Case of the Day: In re Republic of Ecuador


The case of the day is In re Republic of Ecuador (N.D. Fla. 2012). The judge characterized the case as a small part of “an expansive, long-running international dispute,” which is like calling the moon landing a “short, somewhat interesting jaunt for the adventurous.” The Republic of Ecuador, taking a page from Chevron’s playbook, brought a [section] 1782 application for discovery from Dr. Robert Hinchee, one of Texaco’s testifying experts in the Lago Agrio trial, in aid of the arbitration between Ecuador and Chevron now pending in the Hague. Chevron intervened on Dr.

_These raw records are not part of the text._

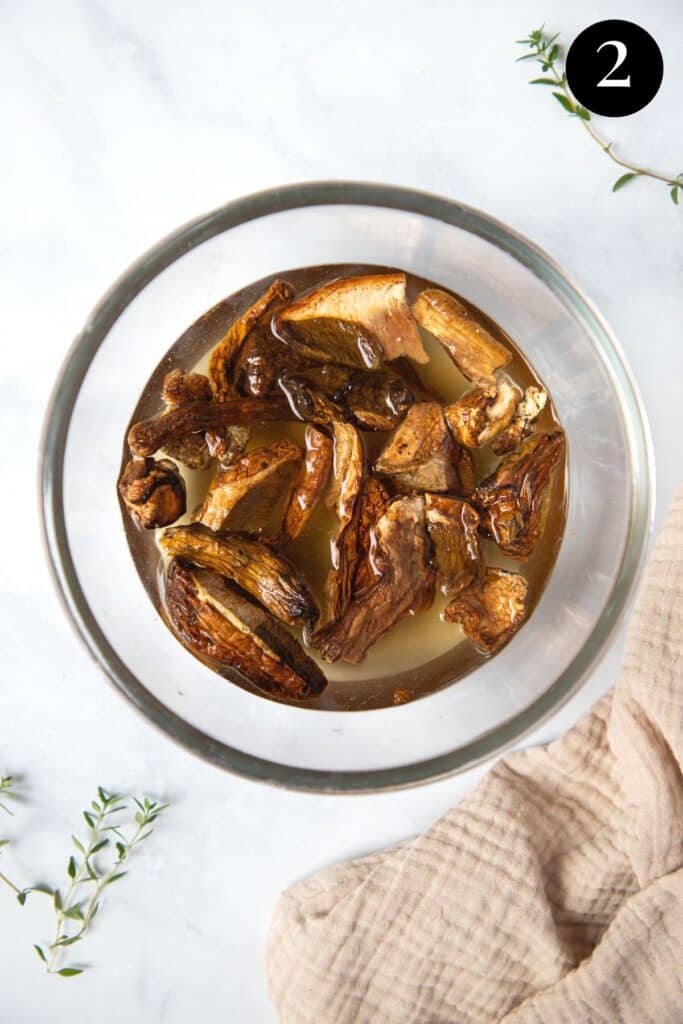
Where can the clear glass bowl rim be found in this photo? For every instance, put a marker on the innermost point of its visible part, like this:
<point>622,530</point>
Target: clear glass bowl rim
<point>343,194</point>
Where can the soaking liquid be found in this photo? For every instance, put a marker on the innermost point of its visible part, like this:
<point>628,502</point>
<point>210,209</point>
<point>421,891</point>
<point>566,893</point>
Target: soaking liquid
<point>421,653</point>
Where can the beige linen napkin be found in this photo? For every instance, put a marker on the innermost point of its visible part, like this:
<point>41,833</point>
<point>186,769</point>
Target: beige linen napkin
<point>553,894</point>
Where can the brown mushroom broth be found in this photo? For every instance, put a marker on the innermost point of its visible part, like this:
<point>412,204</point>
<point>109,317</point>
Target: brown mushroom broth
<point>422,653</point>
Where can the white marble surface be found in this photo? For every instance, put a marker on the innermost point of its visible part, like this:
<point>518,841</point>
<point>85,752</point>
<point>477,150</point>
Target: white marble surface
<point>120,121</point>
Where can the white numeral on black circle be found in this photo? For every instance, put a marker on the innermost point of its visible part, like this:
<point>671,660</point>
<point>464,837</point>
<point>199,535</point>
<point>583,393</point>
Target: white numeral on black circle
<point>615,83</point>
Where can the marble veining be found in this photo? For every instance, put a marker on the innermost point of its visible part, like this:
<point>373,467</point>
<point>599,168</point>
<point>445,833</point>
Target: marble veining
<point>122,120</point>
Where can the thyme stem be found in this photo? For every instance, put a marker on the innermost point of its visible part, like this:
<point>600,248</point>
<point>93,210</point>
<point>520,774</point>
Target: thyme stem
<point>546,51</point>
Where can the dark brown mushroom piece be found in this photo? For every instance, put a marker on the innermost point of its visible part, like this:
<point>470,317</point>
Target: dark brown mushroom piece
<point>197,451</point>
<point>378,400</point>
<point>264,573</point>
<point>262,360</point>
<point>343,499</point>
<point>221,363</point>
<point>228,444</point>
<point>374,501</point>
<point>401,555</point>
<point>529,409</point>
<point>308,404</point>
<point>195,417</point>
<point>491,609</point>
<point>311,481</point>
<point>421,455</point>
<point>474,350</point>
<point>513,501</point>
<point>359,322</point>
<point>153,492</point>
<point>247,495</point>
<point>481,414</point>
<point>371,399</point>
<point>218,623</point>
<point>453,526</point>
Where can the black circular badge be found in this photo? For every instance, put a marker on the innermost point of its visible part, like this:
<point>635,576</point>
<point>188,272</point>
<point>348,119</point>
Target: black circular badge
<point>614,68</point>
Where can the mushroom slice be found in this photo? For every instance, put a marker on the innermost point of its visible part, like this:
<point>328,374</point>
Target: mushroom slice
<point>313,475</point>
<point>195,417</point>
<point>378,400</point>
<point>453,527</point>
<point>481,414</point>
<point>268,577</point>
<point>375,500</point>
<point>373,399</point>
<point>513,501</point>
<point>227,445</point>
<point>474,350</point>
<point>359,322</point>
<point>223,355</point>
<point>307,403</point>
<point>344,500</point>
<point>217,622</point>
<point>262,360</point>
<point>421,455</point>
<point>400,555</point>
<point>177,388</point>
<point>244,496</point>
<point>491,609</point>
<point>153,492</point>
<point>528,410</point>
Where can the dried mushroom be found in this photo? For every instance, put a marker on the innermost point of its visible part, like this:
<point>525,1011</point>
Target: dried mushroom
<point>406,584</point>
<point>513,501</point>
<point>153,492</point>
<point>374,502</point>
<point>221,364</point>
<point>474,350</point>
<point>372,399</point>
<point>491,609</point>
<point>268,577</point>
<point>179,387</point>
<point>378,400</point>
<point>193,417</point>
<point>343,499</point>
<point>245,495</point>
<point>228,444</point>
<point>453,526</point>
<point>359,322</point>
<point>262,360</point>
<point>527,412</point>
<point>312,479</point>
<point>481,414</point>
<point>307,403</point>
<point>379,528</point>
<point>217,622</point>
<point>421,455</point>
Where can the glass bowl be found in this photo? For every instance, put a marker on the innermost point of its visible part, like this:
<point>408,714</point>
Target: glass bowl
<point>609,503</point>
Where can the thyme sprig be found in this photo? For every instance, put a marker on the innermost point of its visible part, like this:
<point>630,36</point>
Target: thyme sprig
<point>88,877</point>
<point>116,826</point>
<point>7,792</point>
<point>546,51</point>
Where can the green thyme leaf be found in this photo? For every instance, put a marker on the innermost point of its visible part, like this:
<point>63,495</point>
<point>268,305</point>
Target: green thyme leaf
<point>624,180</point>
<point>564,101</point>
<point>546,52</point>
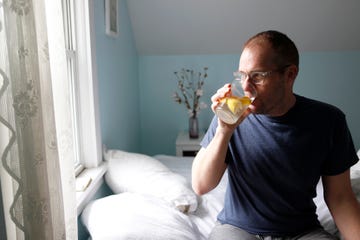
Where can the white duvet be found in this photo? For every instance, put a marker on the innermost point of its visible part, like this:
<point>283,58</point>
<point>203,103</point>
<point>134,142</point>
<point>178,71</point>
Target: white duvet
<point>139,215</point>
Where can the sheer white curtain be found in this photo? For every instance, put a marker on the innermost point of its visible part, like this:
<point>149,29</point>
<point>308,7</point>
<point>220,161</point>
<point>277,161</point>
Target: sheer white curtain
<point>37,175</point>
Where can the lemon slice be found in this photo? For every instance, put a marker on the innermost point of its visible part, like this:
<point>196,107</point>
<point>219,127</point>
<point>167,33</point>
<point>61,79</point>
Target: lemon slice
<point>234,104</point>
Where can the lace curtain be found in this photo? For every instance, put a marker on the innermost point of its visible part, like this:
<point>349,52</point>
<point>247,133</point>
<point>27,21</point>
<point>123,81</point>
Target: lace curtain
<point>37,171</point>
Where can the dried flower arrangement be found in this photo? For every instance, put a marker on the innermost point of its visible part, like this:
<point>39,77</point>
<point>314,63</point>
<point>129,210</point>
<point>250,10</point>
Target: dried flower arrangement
<point>190,84</point>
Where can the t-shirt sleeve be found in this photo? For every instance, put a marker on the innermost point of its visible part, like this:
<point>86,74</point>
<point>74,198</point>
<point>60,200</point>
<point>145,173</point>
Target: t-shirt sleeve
<point>342,154</point>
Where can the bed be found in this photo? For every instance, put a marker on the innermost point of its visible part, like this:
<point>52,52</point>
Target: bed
<point>153,199</point>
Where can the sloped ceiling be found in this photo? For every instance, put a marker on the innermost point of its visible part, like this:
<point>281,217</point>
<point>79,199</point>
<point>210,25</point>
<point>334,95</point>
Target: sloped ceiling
<point>176,27</point>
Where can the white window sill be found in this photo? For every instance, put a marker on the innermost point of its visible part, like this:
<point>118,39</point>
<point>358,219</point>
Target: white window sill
<point>96,180</point>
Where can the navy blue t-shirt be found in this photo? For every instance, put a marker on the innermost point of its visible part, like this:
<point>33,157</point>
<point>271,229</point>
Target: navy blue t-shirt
<point>274,164</point>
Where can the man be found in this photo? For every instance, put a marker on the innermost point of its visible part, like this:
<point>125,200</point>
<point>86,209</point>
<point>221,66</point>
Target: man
<point>276,153</point>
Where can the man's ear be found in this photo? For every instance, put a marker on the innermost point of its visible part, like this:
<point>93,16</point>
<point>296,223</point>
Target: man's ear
<point>291,73</point>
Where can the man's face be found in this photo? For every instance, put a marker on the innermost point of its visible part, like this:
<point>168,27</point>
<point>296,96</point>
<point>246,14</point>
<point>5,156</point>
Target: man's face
<point>274,90</point>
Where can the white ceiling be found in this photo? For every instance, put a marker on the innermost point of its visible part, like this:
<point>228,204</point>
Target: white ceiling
<point>175,27</point>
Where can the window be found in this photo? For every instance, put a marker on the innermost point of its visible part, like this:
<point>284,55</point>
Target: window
<point>81,66</point>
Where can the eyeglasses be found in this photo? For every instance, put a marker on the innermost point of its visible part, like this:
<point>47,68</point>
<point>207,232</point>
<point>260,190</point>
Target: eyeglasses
<point>256,77</point>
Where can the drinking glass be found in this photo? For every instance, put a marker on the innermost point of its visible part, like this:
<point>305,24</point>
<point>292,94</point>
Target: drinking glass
<point>232,107</point>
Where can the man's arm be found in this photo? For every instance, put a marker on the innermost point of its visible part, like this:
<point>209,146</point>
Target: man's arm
<point>342,204</point>
<point>209,164</point>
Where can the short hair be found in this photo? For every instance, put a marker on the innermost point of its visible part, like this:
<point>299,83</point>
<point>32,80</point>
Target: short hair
<point>284,47</point>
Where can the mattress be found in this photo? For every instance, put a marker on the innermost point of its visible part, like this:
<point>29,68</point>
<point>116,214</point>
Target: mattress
<point>153,199</point>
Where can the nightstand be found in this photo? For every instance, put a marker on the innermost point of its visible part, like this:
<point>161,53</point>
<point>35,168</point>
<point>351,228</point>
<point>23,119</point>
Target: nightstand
<point>186,146</point>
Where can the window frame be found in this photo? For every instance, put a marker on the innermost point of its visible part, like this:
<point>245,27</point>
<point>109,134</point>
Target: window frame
<point>85,84</point>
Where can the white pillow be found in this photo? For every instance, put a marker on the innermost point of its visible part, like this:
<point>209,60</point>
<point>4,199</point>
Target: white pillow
<point>136,216</point>
<point>139,173</point>
<point>322,210</point>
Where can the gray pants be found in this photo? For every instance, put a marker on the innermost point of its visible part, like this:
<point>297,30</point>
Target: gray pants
<point>229,232</point>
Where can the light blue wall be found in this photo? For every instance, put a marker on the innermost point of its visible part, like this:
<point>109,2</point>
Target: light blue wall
<point>117,63</point>
<point>136,106</point>
<point>331,76</point>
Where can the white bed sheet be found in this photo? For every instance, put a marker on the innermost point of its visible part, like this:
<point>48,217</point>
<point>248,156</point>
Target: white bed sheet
<point>195,225</point>
<point>210,204</point>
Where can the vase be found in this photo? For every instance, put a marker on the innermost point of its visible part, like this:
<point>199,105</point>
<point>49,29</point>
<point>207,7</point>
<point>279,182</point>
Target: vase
<point>193,127</point>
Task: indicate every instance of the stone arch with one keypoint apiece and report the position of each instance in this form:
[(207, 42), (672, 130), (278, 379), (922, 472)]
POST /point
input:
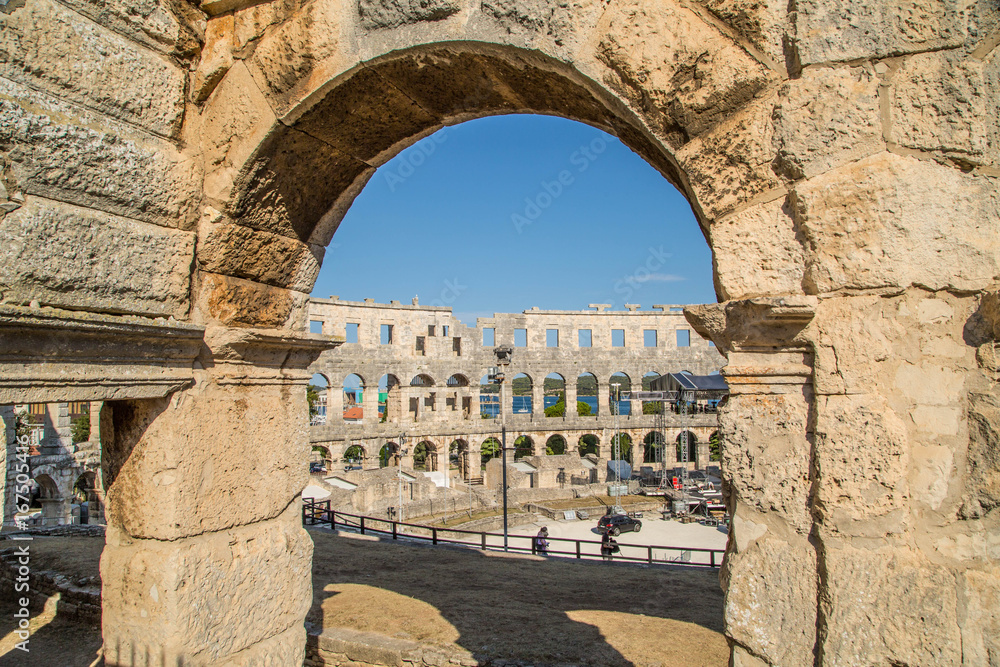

Hinchee’s behalf.

Chevron asserted attorney-client privilege and work product protection for many documents, and it claimed that it had inadvertently produced some privileged documents. The judge conducted an in camera review of a sampling of documents from the privilege log and a sampling of documents inadvertently produced.

The judge noted that many of the documents were trivial or cryptic, and he noted that in an ordinary case he would take undue burden into account. But because the amount in controversy “dwarfs the expense of even the broadest discovery,” and because neither party asserted burdensomeness, the judge focused on the privilege issues. He found that an “executive summary” that had been drafted for inclusion in an expert report was protected work product, but that the other documents he saw—Dr. Hinchee’s notes to himself, or communications between Dr. Hinchee and persons other than Chevron/Texaco’s lawyers—were neither privileged nor work product. Applying the 2010 amendments to FRCP 26, which protect communications between a testifying expert and the lawyer for the party on whose behalf the expert is testifying, the judge ordered Chevron to produce all of the documents requested other than documents containing communications between Dr. Hinchee and Chevron/Texaco’s lawyers.

Is anyone surprised that Chevron has appealed?